Futbola 1979 senesinde Silivrispor alt yapısında başladı. 1980 senesinde A takımına yükseldi, 1982 senesinde İstanbul 2. Amatör Küme gol kralı olurken yılın sporcusu seçildi.
1983 sezonunda Galatasaray’a transfer oldu. Aynı sezon İstanbul Şampiyonluğunu kazandı ve Galatasaray’ın profesyonel sözleşme teklifini ücret düşüklüğü ile kabul etmeyince, Silivri’ye yerleşen rahmetli Azize Gürgen’in önerisi ile o dönemin başkanı Fethi Erhan ile görüştükten sonra İstanbulspor’a imza attı. Sarı siyah forma ile çıktığı ilk maçında (14.10 1984 günkü Beyoğluspor ) ilk golünü de attı. Ufuk Bek’in bir özelliği de formasını ilk defa giydiği Silivrispor Genç ve Galatasaray’da da ilk maçlarında gol atmasıydı. 1984-1985 sezonunda şampiyonluğu Bakırköyspor’a, 1985-1986 sezonunda ise Silivrispor’a averajla kaybettikten sonra 1988-1989 sezonunda askerlik döneminde Babaeskispor formasını giydi. 1989-1990 sezonunda Silivrispor’a döndü ve o sezon 12 gol atma başarısı gösterdi. 1990-1991 sezonunda tekrar İstanbulspor’a döndü, bu ikinci gelişinde, önceki gelişinde yaşayamadığı şampiyonluğu yaşadı. Ufuk Bek, İstanbulspor’da oynamış olduğu toplam 3 sezonda 51 maçta forma giyip 8 gol atma başarısı gösterdi. Daha sonra sırası ile Kapalıçarşıspor, Silivrispor ve Lüleburgazspor formalarını giydi ve profesyonel futbol yaşantısını noktaladı.
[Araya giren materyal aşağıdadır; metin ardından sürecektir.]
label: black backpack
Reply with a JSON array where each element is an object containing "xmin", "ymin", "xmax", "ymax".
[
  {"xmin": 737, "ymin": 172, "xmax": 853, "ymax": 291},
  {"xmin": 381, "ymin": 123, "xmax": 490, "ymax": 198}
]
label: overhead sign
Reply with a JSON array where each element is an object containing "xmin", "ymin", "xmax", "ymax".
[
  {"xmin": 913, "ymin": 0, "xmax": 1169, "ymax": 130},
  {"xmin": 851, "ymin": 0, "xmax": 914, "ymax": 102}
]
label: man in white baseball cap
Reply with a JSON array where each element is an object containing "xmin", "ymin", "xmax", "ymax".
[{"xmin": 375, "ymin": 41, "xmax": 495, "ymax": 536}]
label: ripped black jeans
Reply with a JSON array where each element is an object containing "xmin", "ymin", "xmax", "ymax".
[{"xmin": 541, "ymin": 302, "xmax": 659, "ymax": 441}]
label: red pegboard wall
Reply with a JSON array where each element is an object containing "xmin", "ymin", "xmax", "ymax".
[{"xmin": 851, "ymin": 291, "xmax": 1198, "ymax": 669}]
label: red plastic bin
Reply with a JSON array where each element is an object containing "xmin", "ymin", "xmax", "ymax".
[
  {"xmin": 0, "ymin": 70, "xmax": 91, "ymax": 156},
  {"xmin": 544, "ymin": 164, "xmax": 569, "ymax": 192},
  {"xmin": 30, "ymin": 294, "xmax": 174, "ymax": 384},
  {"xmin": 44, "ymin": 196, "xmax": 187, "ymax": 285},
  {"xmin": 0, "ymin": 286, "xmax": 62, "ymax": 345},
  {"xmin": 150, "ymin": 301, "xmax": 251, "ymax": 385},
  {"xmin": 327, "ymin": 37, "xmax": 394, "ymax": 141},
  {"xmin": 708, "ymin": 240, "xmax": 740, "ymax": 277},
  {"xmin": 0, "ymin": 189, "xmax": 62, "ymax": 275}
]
Halen babasının kurduğu matbaayı kardeşi ile birlikte işleten Ufuk Bek’in, İstanbulspor’da unutamadığı anısı, 11 Mayıs 1986 tarihinde oynanan Beyoğluspor maçının son dakikasında kazanılan penaltı vuruşunu kullanan Murat Tetik’in penaltıyı kaçırdıktan sonra şampiyonluğu averajla kaybetmenin üzüntüsü ile kendisini yere atarak başını taşlara vurup kanlar içinde kalmış vaziyette iken tutarak yerden kaldırdığı andır.
Ufuk Bek’e sağlık dolu mutlu bir yaşam dileriz.
Fulya stadındaki o trajik sahne benim gözümün önünden de gitmiyor. Ufuk kardeşime sağlık ve esenlikler dilerim.